Testing Setup To Induce Race Conditions

From Lustre Wiki
Jump to navigation Jump to search
The printable version is no longer supported and may have rendering errors. Please update your browser bookmarks and please use the default browser print function instead.

Rationale

Typically developer-scale testing only ensures basic grade correctness of the code, but as complex products such as Lustre get deployed at the really large scale systems and subjected to really high loads, all sorts of unlikely race conditions and failure modes tend to crop up. This write-up explains how to achieve extra hardness in testing on regular hardware without involving super-scaled systems. The approach turned out to be a lot more powerful than originally anticipated, for example in it's early life a rare race condition that took about a week to manifest itself on Top #10 class supercomputer only took about 15 minutes to hit in this setup on a single system.
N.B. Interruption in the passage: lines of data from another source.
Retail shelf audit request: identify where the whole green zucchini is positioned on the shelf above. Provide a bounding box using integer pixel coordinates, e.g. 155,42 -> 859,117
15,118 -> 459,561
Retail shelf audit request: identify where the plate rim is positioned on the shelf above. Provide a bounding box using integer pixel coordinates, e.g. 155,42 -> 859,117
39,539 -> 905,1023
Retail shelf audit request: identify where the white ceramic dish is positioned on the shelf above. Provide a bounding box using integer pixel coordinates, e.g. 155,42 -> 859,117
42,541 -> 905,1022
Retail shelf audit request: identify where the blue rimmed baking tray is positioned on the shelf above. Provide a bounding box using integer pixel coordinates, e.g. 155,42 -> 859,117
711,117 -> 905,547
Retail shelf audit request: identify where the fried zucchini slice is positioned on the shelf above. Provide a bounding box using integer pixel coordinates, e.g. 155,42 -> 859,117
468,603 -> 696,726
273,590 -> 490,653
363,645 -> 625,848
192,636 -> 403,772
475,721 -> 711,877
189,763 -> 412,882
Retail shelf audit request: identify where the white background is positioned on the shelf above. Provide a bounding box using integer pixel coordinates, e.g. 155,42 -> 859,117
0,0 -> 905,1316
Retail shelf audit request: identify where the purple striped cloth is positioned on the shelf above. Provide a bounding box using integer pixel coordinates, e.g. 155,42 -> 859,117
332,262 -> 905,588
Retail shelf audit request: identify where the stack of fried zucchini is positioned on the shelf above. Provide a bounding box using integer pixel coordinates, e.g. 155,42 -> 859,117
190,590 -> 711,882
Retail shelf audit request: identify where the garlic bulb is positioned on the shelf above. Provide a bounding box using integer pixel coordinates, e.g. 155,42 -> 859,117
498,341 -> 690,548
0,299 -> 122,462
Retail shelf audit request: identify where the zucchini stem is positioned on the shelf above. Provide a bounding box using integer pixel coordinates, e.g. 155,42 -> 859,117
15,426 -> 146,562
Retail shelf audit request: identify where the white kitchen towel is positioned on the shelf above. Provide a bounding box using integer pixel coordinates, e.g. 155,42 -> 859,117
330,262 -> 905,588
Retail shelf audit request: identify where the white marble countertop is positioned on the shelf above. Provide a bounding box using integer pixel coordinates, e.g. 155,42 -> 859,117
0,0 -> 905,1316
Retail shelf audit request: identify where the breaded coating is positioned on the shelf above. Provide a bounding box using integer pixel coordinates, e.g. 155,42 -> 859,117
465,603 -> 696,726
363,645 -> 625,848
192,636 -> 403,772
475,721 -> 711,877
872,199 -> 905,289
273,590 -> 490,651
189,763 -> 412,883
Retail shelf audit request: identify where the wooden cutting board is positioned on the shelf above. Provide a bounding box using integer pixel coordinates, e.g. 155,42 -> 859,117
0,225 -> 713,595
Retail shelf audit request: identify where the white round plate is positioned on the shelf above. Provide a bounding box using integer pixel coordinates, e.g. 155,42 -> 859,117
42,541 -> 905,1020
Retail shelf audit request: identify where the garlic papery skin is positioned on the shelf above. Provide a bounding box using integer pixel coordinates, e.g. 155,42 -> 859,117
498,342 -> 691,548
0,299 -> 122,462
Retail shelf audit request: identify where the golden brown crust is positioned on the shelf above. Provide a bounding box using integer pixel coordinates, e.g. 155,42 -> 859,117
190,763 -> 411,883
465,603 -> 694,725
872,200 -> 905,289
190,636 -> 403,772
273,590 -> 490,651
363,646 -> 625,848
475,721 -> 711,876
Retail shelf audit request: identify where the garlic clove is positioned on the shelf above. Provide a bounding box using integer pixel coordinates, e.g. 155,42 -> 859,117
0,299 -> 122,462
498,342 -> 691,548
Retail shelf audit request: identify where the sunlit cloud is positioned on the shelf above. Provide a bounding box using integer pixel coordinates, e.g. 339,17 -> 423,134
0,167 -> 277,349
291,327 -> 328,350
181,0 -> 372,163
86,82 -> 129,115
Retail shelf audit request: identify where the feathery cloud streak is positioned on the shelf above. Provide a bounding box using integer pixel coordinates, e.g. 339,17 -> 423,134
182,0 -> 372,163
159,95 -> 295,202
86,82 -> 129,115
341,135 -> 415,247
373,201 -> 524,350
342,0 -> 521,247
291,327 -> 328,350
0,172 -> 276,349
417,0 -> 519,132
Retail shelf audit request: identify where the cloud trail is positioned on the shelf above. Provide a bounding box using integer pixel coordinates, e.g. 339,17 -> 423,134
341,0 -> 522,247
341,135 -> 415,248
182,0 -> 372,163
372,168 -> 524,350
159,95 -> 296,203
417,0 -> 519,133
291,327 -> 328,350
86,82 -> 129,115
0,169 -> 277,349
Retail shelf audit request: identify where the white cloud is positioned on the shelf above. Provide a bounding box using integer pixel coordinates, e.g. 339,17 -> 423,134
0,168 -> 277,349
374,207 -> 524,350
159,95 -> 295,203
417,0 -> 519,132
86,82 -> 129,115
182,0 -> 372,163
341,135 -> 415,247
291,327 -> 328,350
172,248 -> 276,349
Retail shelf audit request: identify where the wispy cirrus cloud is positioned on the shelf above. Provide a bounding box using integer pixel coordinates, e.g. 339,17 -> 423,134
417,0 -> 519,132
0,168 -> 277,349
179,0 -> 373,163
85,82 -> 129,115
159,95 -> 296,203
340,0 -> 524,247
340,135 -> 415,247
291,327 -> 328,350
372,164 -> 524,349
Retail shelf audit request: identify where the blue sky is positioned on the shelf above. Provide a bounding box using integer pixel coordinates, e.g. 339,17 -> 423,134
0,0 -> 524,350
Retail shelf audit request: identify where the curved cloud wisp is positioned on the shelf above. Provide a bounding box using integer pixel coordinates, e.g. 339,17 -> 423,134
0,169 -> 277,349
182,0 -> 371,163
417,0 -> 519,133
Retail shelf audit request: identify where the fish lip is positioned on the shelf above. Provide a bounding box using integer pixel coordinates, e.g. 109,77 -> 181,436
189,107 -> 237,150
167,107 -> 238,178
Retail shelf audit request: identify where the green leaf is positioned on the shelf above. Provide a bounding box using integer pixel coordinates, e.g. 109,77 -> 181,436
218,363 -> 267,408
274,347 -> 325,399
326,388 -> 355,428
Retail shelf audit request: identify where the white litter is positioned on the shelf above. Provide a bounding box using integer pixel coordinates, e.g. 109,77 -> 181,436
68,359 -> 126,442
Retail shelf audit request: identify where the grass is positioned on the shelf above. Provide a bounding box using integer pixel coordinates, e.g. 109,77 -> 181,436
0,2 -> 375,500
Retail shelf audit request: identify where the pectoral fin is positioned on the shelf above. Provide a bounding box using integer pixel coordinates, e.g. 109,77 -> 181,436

Opening up a race windows theory

Typically race conditions have a very small race window sometimes only one CPU instruction long so they are hard to hit. This is where Virtual Machines come to the rescue. While it's feasible to create a full CPU emulator with random delays between every instruction, it's much too labor intensive. An alternative approach here is to create several virtual machines with many CPU cores allocated such that total number of cores across these VMs are much larger than the actual number of CPU cores available on the host. When all of these virtual machines are run at the same time with CPU-heavy loads, host kernel would preempt them at random intervals introducing big delays in execution of a perceived single instruction stream of one core while the other cores in this VM continue at full speed. Additional CPU pressure could be exerted from outside the virtual machines by running some additional CPU-heavy loads on the host machine.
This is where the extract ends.